It could be useful to consider one form of content protection, watermarking, in understanding resolution. A watermark, in its original sense, is a nominally imperceptible mark on a piece of paper created by something that affects the way the water in the pulp drains during the creation of the paper. In the paper used to print money, a watermark may be a nominally invisible image seen only when the bill is held up to the light.

Similarly, a digital watermark is identifying information added to an image in such a way that it is invisible for normal viewing but able to be decoded to identify a source of non-permitted copying. But how can it be both invisible and decodable?

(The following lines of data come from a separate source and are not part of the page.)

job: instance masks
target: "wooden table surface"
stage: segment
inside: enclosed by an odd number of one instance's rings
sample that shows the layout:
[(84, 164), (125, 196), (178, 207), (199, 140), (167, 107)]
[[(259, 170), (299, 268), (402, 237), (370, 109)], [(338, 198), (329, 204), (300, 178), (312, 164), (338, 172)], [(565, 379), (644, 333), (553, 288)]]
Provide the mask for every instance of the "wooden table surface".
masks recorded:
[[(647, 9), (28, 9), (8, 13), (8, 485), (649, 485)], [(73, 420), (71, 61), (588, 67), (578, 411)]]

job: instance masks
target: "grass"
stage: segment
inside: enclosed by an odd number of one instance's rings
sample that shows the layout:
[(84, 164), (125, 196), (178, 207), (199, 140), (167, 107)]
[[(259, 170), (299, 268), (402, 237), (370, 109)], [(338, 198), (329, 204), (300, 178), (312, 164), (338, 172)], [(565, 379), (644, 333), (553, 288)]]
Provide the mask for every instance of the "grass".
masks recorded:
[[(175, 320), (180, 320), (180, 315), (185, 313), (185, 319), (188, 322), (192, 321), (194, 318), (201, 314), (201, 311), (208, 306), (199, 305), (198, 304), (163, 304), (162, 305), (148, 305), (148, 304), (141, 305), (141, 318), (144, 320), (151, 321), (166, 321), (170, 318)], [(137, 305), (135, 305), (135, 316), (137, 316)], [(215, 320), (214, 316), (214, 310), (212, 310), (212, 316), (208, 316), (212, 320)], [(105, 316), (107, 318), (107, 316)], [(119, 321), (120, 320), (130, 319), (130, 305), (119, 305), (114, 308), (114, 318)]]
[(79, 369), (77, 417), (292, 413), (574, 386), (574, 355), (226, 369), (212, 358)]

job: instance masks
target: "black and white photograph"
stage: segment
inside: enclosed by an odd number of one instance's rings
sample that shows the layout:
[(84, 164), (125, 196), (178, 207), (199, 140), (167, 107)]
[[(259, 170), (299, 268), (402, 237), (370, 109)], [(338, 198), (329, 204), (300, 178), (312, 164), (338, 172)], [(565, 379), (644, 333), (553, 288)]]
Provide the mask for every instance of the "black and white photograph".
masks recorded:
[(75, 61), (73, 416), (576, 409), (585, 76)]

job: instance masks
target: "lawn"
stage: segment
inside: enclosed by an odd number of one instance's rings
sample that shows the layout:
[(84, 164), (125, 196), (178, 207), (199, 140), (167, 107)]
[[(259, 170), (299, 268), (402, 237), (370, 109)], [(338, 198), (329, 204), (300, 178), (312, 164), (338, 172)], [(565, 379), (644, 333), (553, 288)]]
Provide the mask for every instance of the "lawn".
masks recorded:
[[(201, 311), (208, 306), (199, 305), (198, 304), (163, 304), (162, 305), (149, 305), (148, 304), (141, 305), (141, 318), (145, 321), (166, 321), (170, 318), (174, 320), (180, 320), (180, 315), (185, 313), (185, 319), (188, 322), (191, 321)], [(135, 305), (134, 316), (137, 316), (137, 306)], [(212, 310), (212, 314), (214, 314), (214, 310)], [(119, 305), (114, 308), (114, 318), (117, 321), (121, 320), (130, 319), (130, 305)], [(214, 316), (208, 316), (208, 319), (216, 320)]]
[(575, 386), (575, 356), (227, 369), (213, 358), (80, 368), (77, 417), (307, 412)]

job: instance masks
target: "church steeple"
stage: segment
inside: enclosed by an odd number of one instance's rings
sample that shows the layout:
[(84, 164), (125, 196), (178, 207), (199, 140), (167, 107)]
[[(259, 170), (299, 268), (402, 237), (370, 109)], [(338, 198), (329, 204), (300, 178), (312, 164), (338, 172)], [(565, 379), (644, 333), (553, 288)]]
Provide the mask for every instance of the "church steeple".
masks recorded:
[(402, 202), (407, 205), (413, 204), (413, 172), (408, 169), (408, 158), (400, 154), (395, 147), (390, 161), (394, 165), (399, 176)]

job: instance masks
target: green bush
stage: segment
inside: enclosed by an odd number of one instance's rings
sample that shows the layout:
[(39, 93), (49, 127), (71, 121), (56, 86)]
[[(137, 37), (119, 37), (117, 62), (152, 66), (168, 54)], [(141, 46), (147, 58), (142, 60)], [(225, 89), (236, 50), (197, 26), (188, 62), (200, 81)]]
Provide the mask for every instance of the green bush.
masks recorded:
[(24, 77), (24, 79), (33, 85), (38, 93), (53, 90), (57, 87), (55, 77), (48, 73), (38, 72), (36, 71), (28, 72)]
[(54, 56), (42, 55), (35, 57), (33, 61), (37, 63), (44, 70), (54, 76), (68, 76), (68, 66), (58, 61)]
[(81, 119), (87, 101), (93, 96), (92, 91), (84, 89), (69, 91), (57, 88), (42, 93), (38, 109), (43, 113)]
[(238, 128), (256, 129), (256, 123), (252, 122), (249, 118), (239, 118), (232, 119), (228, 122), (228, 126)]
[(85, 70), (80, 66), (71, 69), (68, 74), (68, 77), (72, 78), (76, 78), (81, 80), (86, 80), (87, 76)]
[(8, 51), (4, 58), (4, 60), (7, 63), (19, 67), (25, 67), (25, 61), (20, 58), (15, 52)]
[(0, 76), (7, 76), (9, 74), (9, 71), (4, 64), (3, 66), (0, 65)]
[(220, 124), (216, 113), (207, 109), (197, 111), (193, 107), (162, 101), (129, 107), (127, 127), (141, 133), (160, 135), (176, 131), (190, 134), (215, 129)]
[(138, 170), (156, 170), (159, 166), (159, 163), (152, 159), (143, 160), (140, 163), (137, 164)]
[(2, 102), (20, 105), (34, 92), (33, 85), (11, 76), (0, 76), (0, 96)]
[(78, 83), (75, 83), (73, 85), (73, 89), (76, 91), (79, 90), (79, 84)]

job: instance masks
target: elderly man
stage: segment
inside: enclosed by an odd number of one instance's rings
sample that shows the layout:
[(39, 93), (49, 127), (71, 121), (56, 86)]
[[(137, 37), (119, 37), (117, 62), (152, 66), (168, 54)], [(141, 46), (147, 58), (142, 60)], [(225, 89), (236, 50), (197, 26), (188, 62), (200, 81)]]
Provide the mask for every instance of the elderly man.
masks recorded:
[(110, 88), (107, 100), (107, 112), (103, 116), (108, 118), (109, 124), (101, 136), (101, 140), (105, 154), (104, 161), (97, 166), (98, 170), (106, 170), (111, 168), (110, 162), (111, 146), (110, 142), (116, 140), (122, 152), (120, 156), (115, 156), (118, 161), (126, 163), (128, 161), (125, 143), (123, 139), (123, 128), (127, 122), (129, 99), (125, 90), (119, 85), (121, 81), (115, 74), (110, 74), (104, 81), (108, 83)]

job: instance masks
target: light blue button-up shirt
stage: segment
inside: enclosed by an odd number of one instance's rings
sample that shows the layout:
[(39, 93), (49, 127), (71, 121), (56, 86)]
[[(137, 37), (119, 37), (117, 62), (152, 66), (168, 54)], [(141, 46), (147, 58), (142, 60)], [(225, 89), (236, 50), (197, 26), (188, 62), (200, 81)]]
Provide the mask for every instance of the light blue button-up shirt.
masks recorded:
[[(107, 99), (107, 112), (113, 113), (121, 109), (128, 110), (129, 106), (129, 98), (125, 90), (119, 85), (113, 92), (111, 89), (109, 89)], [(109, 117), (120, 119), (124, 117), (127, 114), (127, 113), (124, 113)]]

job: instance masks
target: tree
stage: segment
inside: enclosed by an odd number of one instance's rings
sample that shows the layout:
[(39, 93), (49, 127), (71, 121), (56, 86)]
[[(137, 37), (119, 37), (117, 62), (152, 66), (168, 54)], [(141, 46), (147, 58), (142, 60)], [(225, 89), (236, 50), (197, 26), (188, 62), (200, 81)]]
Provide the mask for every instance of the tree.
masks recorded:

Different organizations use different forms of watermarking, but consider simply the noise in a picture. Noise (usually manifested as tiny dots in the picture) may be at very high resolution but — normally — at very low contrast, so it’s imperceptible. It’s also normally random. But if a signal could be coded in a pseudo-random fashion and applied to the picture at just above the nominal noise level, it could still be invisible yet carry valuable information.

As a matter of fact, in the early days of HDTV, such noise-level coding was actually considered as a means of transmitting the extra detail of high-definition imagery through standard-definition channels and recorders. A common image test sequence called “calendar and train,” consisting of a number of moving playthings panned by a camera, was once coded in this technique and then recovered.

It was another case of toys and their noise.